How has your experience at the McCourt School been so far?

Leaving a good job to come back to school was a tough decision for me. However, after going through one year at GU, I feel confident that I made a right choice. I have learnt new skills that I always aspire to do. The core curriculum offers two economic courses – microeconomics and public finance that give me key concepts and theories to analyze economic-related issues. Meanwhile, three subsequent statistical courses helped me build up a strong foundation of quantitative analytical skills that would be important to my professional betterment.

Another thing I love about the program is that it does not narrowly focus on US-policy making but offers a variety of perspectives in a comparatively global setting.

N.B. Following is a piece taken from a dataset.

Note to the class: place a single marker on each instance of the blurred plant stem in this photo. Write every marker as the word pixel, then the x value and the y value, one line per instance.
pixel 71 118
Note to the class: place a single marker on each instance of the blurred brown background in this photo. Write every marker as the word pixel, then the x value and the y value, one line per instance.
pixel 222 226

I feel like my academic experience at GU has opened up ways of critical but constructive thinking about the world.

Apart from academics, the school has a strong cohort and emphasizes collaborative learning. I have learned an incredible amount from my fellow students and their diversified experiences.

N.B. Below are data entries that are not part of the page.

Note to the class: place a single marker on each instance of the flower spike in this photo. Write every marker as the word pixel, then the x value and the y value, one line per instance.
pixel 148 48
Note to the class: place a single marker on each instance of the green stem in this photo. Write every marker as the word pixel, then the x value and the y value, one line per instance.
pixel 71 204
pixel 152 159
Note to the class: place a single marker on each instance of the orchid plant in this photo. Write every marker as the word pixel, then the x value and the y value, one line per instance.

Have you taken advantage of the McCourt School’s DC location? If so, how?

I am interested in international development policy, so I found the school location in DC a perfect place to engage in international development issues where the most important think tanks, multilateral organizations and government agencies are located. I have met a lot of people who are working in my field of interest. They have always been very willingly to share their vision and experience with me as a GU student. They gave me insightful perspectives about the contemporary development world. I have also tried to enjoy DC socially – there are a lot of museums, performances, historical locations and outdoor activities. I did really enjoy my time in DC.

What do you hope to do with your McCourt School degree?

I deeply believe that a well-defined, evidence-based policy would make a difference. I would come back to my home country and bring new skills and insights I have accumulated during my study at Georgetown to contribute to the policy discourse. As a policy analyst and political journalist, I would try to engage the voices from different walks of our society into the policy deliberation so as to make the policy-making process more transparent, efficient and equitable. I also love to get involved in higher education, inspiring the young generations to think critically and innovatively.

What would you say about the McCourt School to a prospective student?

The first year might be tough for any student, particularly if you do not have a relatively strong foundation of mathematical skills. Coursework is challenging. Professors are demanding but very accessible and helpful. If you take advantage of their incredible knowledge and experience, you will be fine. Try to think critically about the connection between concepts and practices, prepare for a broad range of subjects influenced by public policy, you would get a lot out of two years at the McCourt School.